Viene da chiedersi: ma perché mai il BMJ dedica energie a studiare la vita erotica degli inglesi?

La risposta è che la promozione della salute sessuale rientra a pieno titolo nell’ambito della prevenzione: fare l’amore spesso (e bene!) può portare evidenti benefici alla salute. È inoltre emerso che uomini e donne in una migliore salute fisica e mentale hanno fatto sesso più frequentemente, così come quelli che erano pienamente occupati e quelli con un reddito più elevato.

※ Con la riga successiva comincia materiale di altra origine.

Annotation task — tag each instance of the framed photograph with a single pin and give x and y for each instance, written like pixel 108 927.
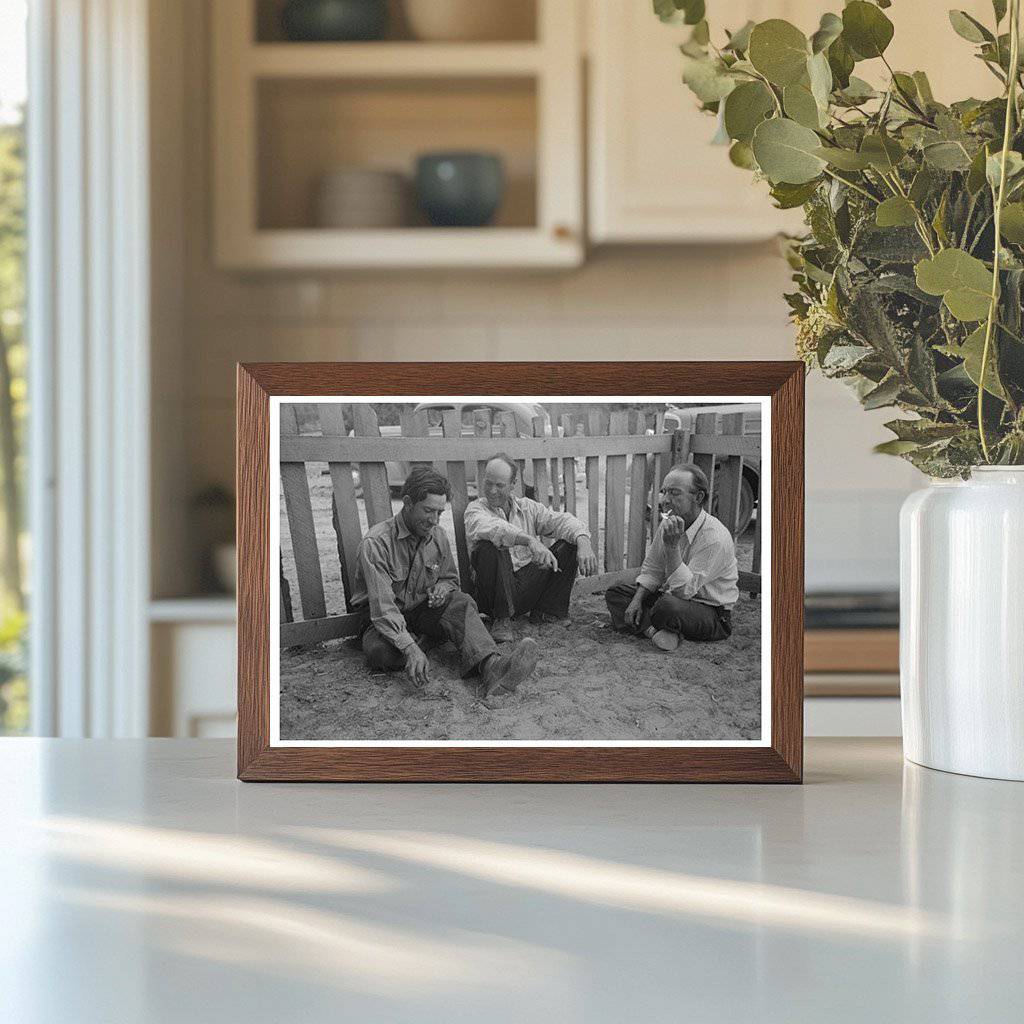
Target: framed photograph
pixel 520 571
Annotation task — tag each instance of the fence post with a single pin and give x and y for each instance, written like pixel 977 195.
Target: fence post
pixel 346 512
pixel 705 427
pixel 301 526
pixel 542 486
pixel 568 466
pixel 730 475
pixel 614 497
pixel 452 425
pixel 481 428
pixel 373 475
pixel 638 498
pixel 509 428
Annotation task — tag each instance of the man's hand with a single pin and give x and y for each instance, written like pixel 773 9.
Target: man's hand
pixel 417 665
pixel 438 594
pixel 634 610
pixel 673 529
pixel 586 558
pixel 542 555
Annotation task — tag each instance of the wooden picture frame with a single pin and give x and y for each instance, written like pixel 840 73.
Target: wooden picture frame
pixel 780 757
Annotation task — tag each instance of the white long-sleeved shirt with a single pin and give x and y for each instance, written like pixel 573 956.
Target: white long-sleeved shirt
pixel 708 571
pixel 525 516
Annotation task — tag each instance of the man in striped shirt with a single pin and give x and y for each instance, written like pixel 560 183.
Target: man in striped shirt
pixel 515 571
pixel 687 584
pixel 407 581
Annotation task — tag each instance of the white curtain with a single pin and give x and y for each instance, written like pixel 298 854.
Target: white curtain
pixel 88 337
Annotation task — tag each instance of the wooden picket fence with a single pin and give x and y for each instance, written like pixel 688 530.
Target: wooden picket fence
pixel 635 463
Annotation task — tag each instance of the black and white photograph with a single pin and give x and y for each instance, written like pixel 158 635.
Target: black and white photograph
pixel 519 570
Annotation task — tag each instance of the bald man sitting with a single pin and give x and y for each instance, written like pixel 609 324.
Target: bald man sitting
pixel 515 570
pixel 687 584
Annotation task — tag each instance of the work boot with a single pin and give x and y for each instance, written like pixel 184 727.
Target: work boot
pixel 664 639
pixel 538 617
pixel 501 630
pixel 503 673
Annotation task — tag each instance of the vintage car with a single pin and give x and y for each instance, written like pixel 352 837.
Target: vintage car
pixel 684 417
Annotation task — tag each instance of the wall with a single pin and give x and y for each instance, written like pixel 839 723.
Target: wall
pixel 673 302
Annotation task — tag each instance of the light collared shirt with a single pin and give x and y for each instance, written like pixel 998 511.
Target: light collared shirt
pixel 394 570
pixel 708 572
pixel 501 527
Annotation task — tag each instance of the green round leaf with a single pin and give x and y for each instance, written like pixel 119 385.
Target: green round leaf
pixel 972 351
pixel 968 28
pixel 786 152
pixel 745 108
pixel 801 105
pixel 741 155
pixel 840 62
pixel 740 39
pixel 819 75
pixel 895 212
pixel 947 156
pixel 778 50
pixel 788 197
pixel 867 32
pixel 828 31
pixel 1012 222
pixel 707 79
pixel 963 281
pixel 883 152
pixel 845 160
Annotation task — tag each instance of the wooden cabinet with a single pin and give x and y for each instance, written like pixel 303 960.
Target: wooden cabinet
pixel 653 174
pixel 287 114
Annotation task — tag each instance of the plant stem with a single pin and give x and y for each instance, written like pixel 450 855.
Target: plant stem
pixel 997 216
pixel 853 185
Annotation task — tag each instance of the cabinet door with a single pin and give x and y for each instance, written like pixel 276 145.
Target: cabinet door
pixel 653 174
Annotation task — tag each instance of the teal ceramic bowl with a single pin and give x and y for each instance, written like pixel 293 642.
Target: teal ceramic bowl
pixel 460 189
pixel 334 20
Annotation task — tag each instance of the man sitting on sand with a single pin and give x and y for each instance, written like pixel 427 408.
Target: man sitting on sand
pixel 687 584
pixel 407 578
pixel 515 570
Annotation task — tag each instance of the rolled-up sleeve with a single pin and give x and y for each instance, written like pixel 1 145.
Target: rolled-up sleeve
pixel 384 611
pixel 481 524
pixel 560 525
pixel 449 570
pixel 652 571
pixel 709 561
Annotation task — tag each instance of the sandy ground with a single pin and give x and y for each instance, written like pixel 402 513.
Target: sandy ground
pixel 592 684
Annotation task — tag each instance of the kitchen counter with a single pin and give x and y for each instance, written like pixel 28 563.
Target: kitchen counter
pixel 140 882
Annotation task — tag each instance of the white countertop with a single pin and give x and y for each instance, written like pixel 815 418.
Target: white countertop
pixel 140 882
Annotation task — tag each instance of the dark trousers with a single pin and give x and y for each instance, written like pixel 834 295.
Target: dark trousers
pixel 691 620
pixel 457 620
pixel 503 593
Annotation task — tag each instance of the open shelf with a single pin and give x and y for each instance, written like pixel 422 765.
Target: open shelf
pixel 520 24
pixel 392 59
pixel 287 114
pixel 308 127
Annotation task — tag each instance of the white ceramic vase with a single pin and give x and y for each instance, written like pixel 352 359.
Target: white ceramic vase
pixel 962 624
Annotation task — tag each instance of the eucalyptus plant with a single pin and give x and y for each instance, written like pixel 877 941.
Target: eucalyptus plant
pixel 909 280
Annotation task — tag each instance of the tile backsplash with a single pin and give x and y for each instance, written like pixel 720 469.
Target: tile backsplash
pixel 627 303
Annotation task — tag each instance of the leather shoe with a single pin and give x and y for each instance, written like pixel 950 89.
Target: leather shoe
pixel 503 673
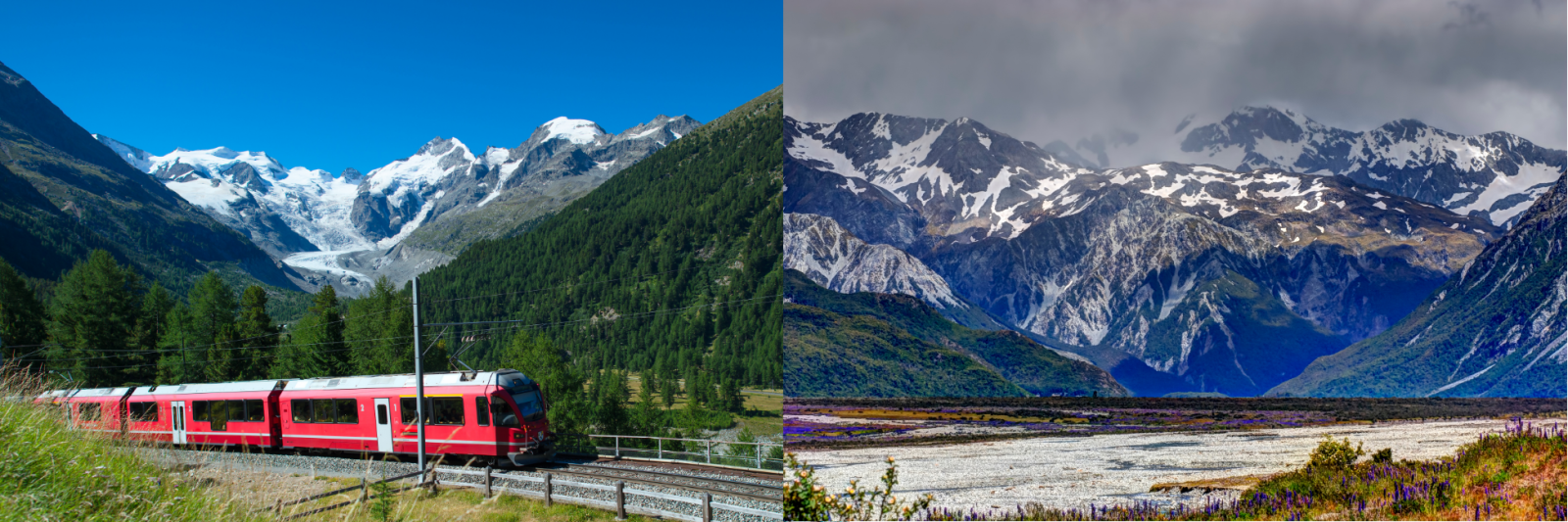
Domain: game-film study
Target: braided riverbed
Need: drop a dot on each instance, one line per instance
(1076, 472)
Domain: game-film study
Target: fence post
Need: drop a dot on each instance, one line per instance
(619, 500)
(549, 490)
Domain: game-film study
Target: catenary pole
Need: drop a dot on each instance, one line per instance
(419, 383)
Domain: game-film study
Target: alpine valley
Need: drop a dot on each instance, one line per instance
(1192, 276)
(405, 216)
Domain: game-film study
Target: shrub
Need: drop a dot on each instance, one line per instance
(807, 500)
(1337, 453)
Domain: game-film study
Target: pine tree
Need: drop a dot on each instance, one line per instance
(212, 325)
(729, 396)
(258, 336)
(316, 344)
(328, 347)
(611, 396)
(93, 317)
(156, 306)
(177, 360)
(647, 417)
(21, 315)
(378, 333)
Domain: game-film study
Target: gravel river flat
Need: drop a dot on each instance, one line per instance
(1074, 472)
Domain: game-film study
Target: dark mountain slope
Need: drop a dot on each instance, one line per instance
(141, 221)
(645, 255)
(885, 360)
(1037, 368)
(1494, 329)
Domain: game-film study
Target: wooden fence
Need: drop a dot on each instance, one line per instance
(705, 503)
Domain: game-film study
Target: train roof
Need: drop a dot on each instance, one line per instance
(400, 380)
(342, 383)
(211, 388)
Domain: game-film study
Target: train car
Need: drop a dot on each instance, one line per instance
(486, 414)
(494, 415)
(217, 414)
(98, 409)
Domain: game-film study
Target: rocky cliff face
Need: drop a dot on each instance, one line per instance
(835, 259)
(1184, 278)
(1494, 176)
(1494, 329)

Ma niente paura, rassicurano gli scienziati: un’attività sessuale meno frequente non è necessariamente un problema per la salute. Diversi studi dimostrano che la diversità nel “repertorio” sessuale è aumentata negli ultimi dieci anni nonostante la diminuzione della frequenza.

In ogni caso uno studio tedesco del 2016 ci tiene a raffreddare le aspettative, rilevando la tendenza a un aumento della soddisfazione sessuale nel primo anno di una relazione, seguito da un costante declino, anche quando non diminuisce la frequenza dei rapporti.

Un’altra ricerca, pubblicata nel 2017  ha mostrato che in termini di “contentezza coniugale”, una soddisfacente vita sessuale e un’intesa “calda” funzionerebbe di più di un’elevata  frequenza di rapporti sessuali, ma meno coinvolgenti. Insomma, secondo la scienza la quantità e la qualità dell’attività sessuale non sarebbero necessariamente collegate.

E gli autori non di questi studi non sono tutti inglesi.

Inoltre, anche se abbiamo detto in apertura, che la masturbazione non era un aspetto conteggiato nello studio, dai risultati emerge che essa è associata a probabilità più alte di fare sesso almeno una volta alla settimana. Solo nelle donne però. “Apparentemente – si legge nell’articolo – per le donne la masturbazione non è un surrogato del sesso con un partner”.

Come dovrebbero essere interpretati questi risultati? Con cautela, mette in guardia Peter Leusink, sessuologo, nel suo editoriale su BMJ. Ad esempio i fattori socioeconomici associati a una ridotta attività sessuale (basso reddito, lavoro a tempo parziale, lavoro manuale) potrebbero essere più rilevanti per i gruppi di migranti, dal momento che la loro salute è mediamente più compromessa rispetto ad altri gruppi e al tempo stesso hanno scarso accesso ai servizi di salute sessuale e riproduttiva.

C’è un ulteriore elemento da tenere in considerazione: dal sondaggio emerge che buona parte degli inglesi non è per nulla soddisfatta di fare così poco l’amore. Come mostrano i risultati, queste cifre nascondono problemi come depressione, scarsa salute fisica e problemi di relazione, che sono tutti aumentati dal 1990 al 2012.

Insomma, per parafrasare il genio di Paolo Poli: “Credevo che questo fosse il secolo del sesso, invece è il secolo della cucina. Tutti a spadellare, a casa e in televisione. Che noia!